The Treasury Department’s latest revaluation exercise could give a further boost to land prices, especially for plots along the commuter-rail lines in Greater Bangkok.
Director-general Winai Wittawatkarnvet said yesterday that the initial results of the revaluation showed that land prices nationwide were now 10-15 per cent higher than during the previous exercise, in line with economic conditions and inflation.
The higher prices will also affect the rents of the department’s land, which are revised every five years for existing tenants. New tenants will be subject to the current prices.
Land price revaluation takes place every four years. The figures from this round will be applied for transactions from January 1, 2012, to December 31, 2015.

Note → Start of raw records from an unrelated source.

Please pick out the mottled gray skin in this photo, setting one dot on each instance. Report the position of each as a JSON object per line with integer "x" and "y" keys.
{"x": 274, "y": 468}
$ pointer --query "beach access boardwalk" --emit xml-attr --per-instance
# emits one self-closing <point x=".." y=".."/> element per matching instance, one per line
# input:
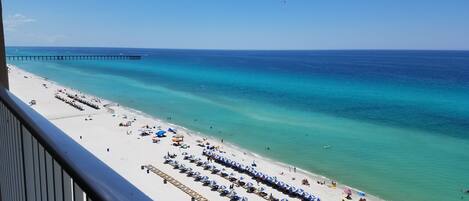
<point x="72" y="57"/>
<point x="176" y="183"/>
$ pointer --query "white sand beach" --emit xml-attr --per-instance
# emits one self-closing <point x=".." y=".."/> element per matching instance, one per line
<point x="125" y="150"/>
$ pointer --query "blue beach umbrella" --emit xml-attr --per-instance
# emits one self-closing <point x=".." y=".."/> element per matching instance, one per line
<point x="160" y="133"/>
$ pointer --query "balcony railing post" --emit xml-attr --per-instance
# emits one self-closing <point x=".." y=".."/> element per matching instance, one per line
<point x="3" y="66"/>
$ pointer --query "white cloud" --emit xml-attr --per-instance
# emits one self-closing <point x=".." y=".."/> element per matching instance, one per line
<point x="12" y="22"/>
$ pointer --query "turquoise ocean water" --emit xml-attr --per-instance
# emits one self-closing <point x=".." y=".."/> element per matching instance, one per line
<point x="397" y="122"/>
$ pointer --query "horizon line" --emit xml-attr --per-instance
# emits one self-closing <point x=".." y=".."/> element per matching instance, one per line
<point x="163" y="48"/>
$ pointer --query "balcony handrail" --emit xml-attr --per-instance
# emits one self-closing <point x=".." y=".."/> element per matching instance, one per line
<point x="98" y="180"/>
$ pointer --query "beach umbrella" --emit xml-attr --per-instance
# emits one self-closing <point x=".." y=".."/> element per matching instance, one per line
<point x="300" y="192"/>
<point x="176" y="139"/>
<point x="160" y="133"/>
<point x="348" y="191"/>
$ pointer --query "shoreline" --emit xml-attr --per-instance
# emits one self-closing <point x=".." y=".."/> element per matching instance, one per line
<point x="228" y="147"/>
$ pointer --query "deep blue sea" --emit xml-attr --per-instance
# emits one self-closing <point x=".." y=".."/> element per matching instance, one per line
<point x="397" y="122"/>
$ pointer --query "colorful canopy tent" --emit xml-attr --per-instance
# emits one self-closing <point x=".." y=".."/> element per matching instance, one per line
<point x="160" y="133"/>
<point x="177" y="139"/>
<point x="172" y="130"/>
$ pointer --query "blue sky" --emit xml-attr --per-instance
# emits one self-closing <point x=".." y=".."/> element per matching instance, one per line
<point x="239" y="24"/>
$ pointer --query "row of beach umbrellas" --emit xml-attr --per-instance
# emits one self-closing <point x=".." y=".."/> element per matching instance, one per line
<point x="262" y="177"/>
<point x="204" y="180"/>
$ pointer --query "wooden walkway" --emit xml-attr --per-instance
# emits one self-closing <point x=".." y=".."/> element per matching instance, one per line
<point x="176" y="183"/>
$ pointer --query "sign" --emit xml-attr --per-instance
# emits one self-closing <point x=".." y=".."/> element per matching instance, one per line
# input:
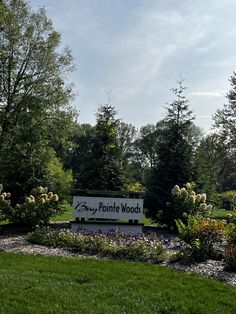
<point x="107" y="207"/>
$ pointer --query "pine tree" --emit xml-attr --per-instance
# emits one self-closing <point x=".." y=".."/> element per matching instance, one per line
<point x="175" y="152"/>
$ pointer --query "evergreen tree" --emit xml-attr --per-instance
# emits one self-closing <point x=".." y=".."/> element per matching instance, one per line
<point x="175" y="153"/>
<point x="33" y="91"/>
<point x="99" y="163"/>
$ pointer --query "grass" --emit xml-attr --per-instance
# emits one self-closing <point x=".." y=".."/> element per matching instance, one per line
<point x="34" y="284"/>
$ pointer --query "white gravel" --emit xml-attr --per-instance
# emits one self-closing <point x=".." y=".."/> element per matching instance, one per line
<point x="19" y="244"/>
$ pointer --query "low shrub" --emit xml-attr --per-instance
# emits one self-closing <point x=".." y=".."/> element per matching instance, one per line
<point x="184" y="201"/>
<point x="142" y="248"/>
<point x="37" y="209"/>
<point x="202" y="236"/>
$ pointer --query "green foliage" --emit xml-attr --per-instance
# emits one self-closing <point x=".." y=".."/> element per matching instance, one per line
<point x="202" y="235"/>
<point x="226" y="200"/>
<point x="224" y="124"/>
<point x="33" y="92"/>
<point x="230" y="250"/>
<point x="175" y="155"/>
<point x="97" y="159"/>
<point x="183" y="202"/>
<point x="59" y="180"/>
<point x="208" y="162"/>
<point x="39" y="284"/>
<point x="37" y="209"/>
<point x="113" y="245"/>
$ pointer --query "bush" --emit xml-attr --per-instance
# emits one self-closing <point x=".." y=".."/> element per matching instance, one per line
<point x="37" y="209"/>
<point x="59" y="180"/>
<point x="184" y="201"/>
<point x="226" y="200"/>
<point x="112" y="244"/>
<point x="202" y="235"/>
<point x="230" y="250"/>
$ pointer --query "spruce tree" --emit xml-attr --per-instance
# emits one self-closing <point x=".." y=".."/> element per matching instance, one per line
<point x="175" y="152"/>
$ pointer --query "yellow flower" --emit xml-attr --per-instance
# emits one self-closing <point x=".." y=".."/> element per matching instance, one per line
<point x="55" y="198"/>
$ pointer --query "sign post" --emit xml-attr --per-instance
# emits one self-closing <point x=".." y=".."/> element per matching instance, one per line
<point x="106" y="211"/>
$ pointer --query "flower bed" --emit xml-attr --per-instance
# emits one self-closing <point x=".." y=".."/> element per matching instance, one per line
<point x="112" y="244"/>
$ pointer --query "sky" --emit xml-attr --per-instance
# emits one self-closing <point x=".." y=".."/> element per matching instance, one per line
<point x="130" y="53"/>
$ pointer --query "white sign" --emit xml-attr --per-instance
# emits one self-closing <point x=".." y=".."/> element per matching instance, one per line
<point x="107" y="207"/>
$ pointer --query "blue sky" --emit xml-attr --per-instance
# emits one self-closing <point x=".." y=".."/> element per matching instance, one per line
<point x="136" y="50"/>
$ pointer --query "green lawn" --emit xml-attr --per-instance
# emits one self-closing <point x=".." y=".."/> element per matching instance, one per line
<point x="34" y="284"/>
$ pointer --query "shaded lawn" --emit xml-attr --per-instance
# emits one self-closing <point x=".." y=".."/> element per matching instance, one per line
<point x="34" y="284"/>
<point x="222" y="214"/>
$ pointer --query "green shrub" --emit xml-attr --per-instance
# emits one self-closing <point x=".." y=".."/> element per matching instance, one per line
<point x="225" y="200"/>
<point x="202" y="235"/>
<point x="59" y="180"/>
<point x="113" y="244"/>
<point x="184" y="201"/>
<point x="37" y="209"/>
<point x="230" y="250"/>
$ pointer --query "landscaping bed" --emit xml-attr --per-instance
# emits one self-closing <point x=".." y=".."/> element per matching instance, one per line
<point x="11" y="241"/>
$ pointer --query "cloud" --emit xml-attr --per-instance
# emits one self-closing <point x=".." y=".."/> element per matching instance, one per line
<point x="217" y="93"/>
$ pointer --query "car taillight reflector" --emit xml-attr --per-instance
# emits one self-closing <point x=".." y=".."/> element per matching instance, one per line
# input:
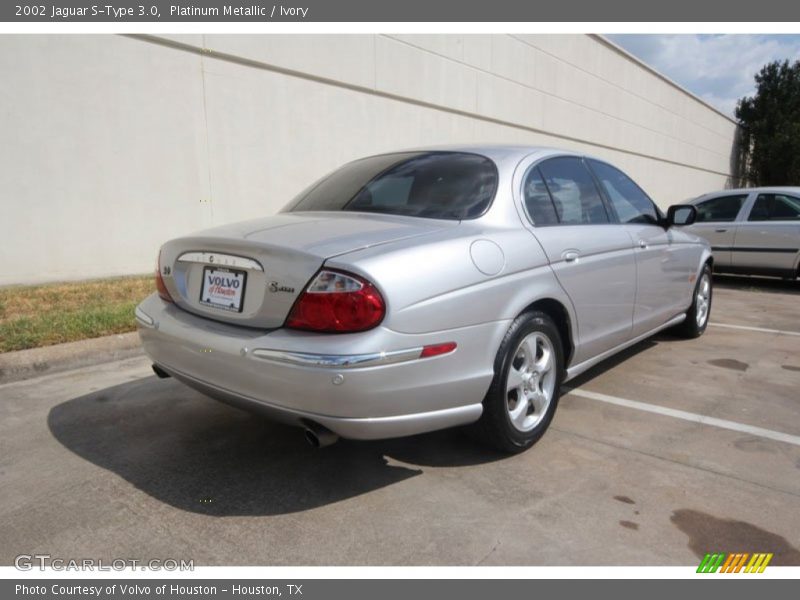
<point x="337" y="302"/>
<point x="160" y="286"/>
<point x="437" y="349"/>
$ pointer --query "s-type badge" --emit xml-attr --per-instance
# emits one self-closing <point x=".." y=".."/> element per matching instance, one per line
<point x="274" y="287"/>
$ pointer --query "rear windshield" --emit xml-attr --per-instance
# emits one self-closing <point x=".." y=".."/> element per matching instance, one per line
<point x="435" y="185"/>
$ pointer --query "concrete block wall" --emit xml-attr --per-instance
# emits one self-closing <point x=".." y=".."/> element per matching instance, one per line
<point x="113" y="144"/>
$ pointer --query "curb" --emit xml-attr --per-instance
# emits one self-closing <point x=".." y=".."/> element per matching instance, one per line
<point x="27" y="364"/>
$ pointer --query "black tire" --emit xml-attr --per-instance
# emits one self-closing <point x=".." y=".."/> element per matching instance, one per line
<point x="495" y="427"/>
<point x="690" y="328"/>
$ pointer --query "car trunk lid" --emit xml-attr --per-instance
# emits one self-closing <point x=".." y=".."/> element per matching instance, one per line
<point x="251" y="273"/>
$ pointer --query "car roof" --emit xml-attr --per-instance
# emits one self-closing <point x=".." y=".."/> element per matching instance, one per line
<point x="757" y="190"/>
<point x="499" y="152"/>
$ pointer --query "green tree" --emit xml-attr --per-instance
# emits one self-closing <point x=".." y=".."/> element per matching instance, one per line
<point x="769" y="149"/>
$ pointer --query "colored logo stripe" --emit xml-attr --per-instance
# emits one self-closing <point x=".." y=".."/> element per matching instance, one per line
<point x="735" y="562"/>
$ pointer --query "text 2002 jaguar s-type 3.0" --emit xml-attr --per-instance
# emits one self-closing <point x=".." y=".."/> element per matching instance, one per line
<point x="419" y="290"/>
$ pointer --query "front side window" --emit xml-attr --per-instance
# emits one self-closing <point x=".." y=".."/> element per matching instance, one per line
<point x="435" y="185"/>
<point x="720" y="209"/>
<point x="575" y="196"/>
<point x="775" y="207"/>
<point x="629" y="201"/>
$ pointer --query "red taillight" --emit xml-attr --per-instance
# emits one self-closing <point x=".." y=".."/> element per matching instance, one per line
<point x="437" y="349"/>
<point x="160" y="287"/>
<point x="337" y="302"/>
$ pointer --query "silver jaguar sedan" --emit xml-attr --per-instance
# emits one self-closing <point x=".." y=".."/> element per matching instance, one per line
<point x="426" y="289"/>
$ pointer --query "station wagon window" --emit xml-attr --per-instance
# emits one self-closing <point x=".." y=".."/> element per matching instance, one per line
<point x="629" y="201"/>
<point x="775" y="207"/>
<point x="720" y="209"/>
<point x="435" y="185"/>
<point x="576" y="198"/>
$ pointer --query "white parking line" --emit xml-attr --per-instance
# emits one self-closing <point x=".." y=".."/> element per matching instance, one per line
<point x="747" y="328"/>
<point x="687" y="416"/>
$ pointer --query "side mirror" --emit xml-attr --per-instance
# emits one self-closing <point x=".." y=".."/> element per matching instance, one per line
<point x="681" y="214"/>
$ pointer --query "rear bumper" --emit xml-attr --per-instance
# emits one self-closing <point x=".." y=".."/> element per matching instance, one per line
<point x="368" y="385"/>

The process is 60 per cent complete, with full completion slated for the end of this year. A total of 29.3 million plots around the country are covered by the revaluation, 27.4 million of them in the provinces and 1.9 million in Bangkok.
Winai said preliminary figures for land prices in Bangkok had moved up significantly, particularly those along urban-rail routes, for which there has been a rise of more than 50 per cent.
He said Bangkok residents still preferred owning land and houses out of the city centre, because of the lower prices. Being close to rail-transit stations allows them to estimate their travelling time to the heart of the capital.
Land prices in the city centre will also rise becaue of the increasing demand for city condominiums among high-income earners as well as expatriates.
Meanwhile, the provinces witnessing higher land prices are mostly tourist destinations, Winai said.
Golden prime area
The department predicts the “golden” prime area in Bangkok to be around the Skytrain station at Siam Square, with its major shopping centres including Siam Paragon, CentralWorld and Jamjuree Square.
The price of land in the area from Ploenchit Road to Rama I is expected to be quoted at Bt700,000 per square metre, while Rajdamri Road properties are expected to be quoted at Bt500,000 and those on Phya Thai Road to Rama IV, Bt450,000.
The department has revised prices in these locations up by an average of 50 per cent from the previous Bt200,000-Bt300,000 per square metre.
Valuations along the electric-rail routes, both for existing lines and planned extensions, have been increased by a similar amount.
For instance, the highest land price in Nonthaburi is focused on The Mall Shopping Centre (Ngamwongwarn), where it has risen from Bt96,000 to Bt150,000 per square metre.
Where the tranist system’s Purple Line (Bang Sue-Bang Yai) electric train will eventually run between Bangkok and Nonthaburi, the Kaerai intersection has the highest price adjustment, from Bt64,000 to Bt100,000 per square metre, while Nonthaburi’s provincial hall to Central Town has increased from Bt80,000 to Bt120,000 and the space around Central Town has risen from Bt65,000 to Bt80,000.
Land along the new Ratchaphruek Road is expected to be quoted at Bt50,000 to Bt65,000 per square metre, while the Kaerai intersection to Pakkred, which is where the Pink Line route will be constructed, sees a rise from Bt56,000 to Bt80,000.
In Bangkok, Silom, Ploenchit and Yaowarat roads have the highest revalued prices, at Bt700,000 per square metre.
The three prime areas, which comprise business areas, shopping centres, the financial centre and hubs for hotels and trading, are facilitated by the BTS Skytrain and MRT subway systems.